Le débat des pour et contre le gardiennage, loin d’être tranché, renvoie à toutes les parades existantes pour contrer l’insécurité. "La première chose à faire, résume le spécialiste de la sécurité Cédric Périer, est de réaliser un audit pour proposer les solutions les plus adaptées. Cela peut prendre d’un à trois jours, mais au bout nous dressons une liste exhaustive des grands enjeux, établissons la manière d’y répondre. Il existe beaucoup d’outils en fonction de la situation et des souhaits du client."

Grand Nantes Entreprises a dressé une liste non exhaustive de ses priorités comme augmenter la présence policière et les caméras, contrôler les implantations des gens du voyage, fermer l’accès à certaines zones la nuit ou encore créer des labels ou groupes "entreprises vigilantes" pour encourager la solidarité sécuritaire des zones. Autant de préconisations qui résonnent comme des vœux pieux, mettant en relief qu’au même titre que les débats enflammés sur l’insécurité dans la société, le monde de l’entreprise n’est pas encore parvenu à trouver le remède efficace.

Un dispositif pour les commerçants du centre de Nantes

Prévenir tout en étant informé dans les plus brefs délais. Telle est l’essence du dispositif "alerte commerce 44" destiné aux commerçants et professionnels de la logistique urbaine du centre de Nantes. Fin juin, le protocole l’établissant tout comme l’encadrant était signé à la CCI. Initié par la Chambre de commerce Nantes - Saint-Nazaire associée dans ce projet à la préfecture de Loire-Atlantique et la Ville de Nantes, cet outil est opérationnel depuis la rentrée de septembre.

Son principe est simple : en cas de délit constaté (vol, escroquerie par un faux moyen de paiement, agression…), les professionnels sont alertés très rapidement par le biais d’un SMS, formant ainsi en quelque sorte un réseau de vigilance.
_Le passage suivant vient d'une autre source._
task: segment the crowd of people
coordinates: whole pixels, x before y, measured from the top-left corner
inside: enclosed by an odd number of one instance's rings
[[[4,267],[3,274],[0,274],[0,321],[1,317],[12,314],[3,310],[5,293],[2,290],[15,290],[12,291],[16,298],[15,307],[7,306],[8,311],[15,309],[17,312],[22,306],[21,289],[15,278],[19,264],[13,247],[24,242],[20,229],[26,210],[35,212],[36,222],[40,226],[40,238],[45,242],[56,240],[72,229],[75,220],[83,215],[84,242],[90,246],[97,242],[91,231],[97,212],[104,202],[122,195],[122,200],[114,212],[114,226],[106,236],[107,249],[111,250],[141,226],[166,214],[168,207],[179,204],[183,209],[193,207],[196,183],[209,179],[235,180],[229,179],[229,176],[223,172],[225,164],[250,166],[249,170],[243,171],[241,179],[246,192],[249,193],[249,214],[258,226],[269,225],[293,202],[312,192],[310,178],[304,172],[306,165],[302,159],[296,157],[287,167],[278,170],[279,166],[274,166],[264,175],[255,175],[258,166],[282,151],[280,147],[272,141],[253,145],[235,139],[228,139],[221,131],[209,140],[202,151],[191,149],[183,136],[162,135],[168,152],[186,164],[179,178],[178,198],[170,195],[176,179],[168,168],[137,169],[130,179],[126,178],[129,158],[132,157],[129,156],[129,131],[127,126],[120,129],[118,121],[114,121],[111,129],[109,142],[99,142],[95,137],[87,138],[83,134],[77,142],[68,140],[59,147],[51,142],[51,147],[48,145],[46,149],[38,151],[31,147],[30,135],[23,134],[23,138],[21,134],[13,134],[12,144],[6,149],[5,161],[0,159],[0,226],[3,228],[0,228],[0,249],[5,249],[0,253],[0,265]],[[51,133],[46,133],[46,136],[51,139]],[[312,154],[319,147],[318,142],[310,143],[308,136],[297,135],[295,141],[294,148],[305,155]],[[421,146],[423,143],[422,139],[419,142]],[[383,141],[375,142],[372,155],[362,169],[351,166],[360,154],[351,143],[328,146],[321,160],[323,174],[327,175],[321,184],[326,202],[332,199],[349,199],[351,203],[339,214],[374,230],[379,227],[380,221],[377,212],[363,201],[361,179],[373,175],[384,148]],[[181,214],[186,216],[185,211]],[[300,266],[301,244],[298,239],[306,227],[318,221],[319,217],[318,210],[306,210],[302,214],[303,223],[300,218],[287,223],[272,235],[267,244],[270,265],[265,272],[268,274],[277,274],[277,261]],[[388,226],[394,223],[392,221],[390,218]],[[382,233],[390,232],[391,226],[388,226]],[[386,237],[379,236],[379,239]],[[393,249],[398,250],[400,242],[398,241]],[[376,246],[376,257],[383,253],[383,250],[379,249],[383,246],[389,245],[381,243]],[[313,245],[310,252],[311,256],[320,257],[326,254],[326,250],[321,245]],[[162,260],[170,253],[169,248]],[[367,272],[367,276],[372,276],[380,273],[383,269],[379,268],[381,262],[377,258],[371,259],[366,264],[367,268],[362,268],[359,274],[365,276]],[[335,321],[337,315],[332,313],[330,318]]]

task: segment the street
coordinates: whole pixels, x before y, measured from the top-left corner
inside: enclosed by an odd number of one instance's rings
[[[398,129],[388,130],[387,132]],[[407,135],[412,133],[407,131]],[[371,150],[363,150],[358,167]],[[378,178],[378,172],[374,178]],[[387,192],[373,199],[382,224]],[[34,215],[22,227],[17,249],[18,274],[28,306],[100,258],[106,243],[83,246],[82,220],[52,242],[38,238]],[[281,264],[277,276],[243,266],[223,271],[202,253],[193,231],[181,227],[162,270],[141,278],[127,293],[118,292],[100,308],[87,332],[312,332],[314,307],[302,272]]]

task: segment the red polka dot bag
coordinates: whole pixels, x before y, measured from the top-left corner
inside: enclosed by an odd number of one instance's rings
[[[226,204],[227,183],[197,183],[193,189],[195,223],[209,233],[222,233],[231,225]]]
En pratique et en détail, un commerçant victime d’un délit ou d’une tentative de délit contacte les policiers en composant le 17. Le centre d’opération de la police nationale se charge de diffuser aux professionnels adhérents au dispositif un SMS sous le titre "alerte commerces 44 ", lequel décrit brièvement les faits et les renseignements sur le ou les auteurs. Les commerçants inscrits reçoivent ensuite l’alerte sur leur téléphone en guise de prévention. Ce dispositif s’accompagne d’autocollants dissuasifs (on peut y lire "attention magasin surveillé, alerte commerces 44") à apposer sur les devantures des boutiques.

Les commerçants nantais seront alertés par SMS d’infractions commises dans le centre — Photo : Cyril Raineau

Plus de 1 100 commerçants et 550 bars et restaurants du centre de Nantes sont concernés par "alerte commerce 44".

"Il s’agit d’un outil opérationnel et concret au service de la sécurité des commerçants", résume Pascal Bolot, adjoint à la mairie de Nantes délégué à la sécurité. Pour Yann Trichard, président de la CCI Nantes – Saint-Nazaire, il est "une réponse adaptée et collective pour nos commerçants et l’attractivité du centre-ville."

Son coût pour les professionnels est entièrement gratuit, étant pris en charge par la CCI. S’il s’avère efficace, il sera déployé ultérieurement dans d’autres territoires de Loire-Atlantique.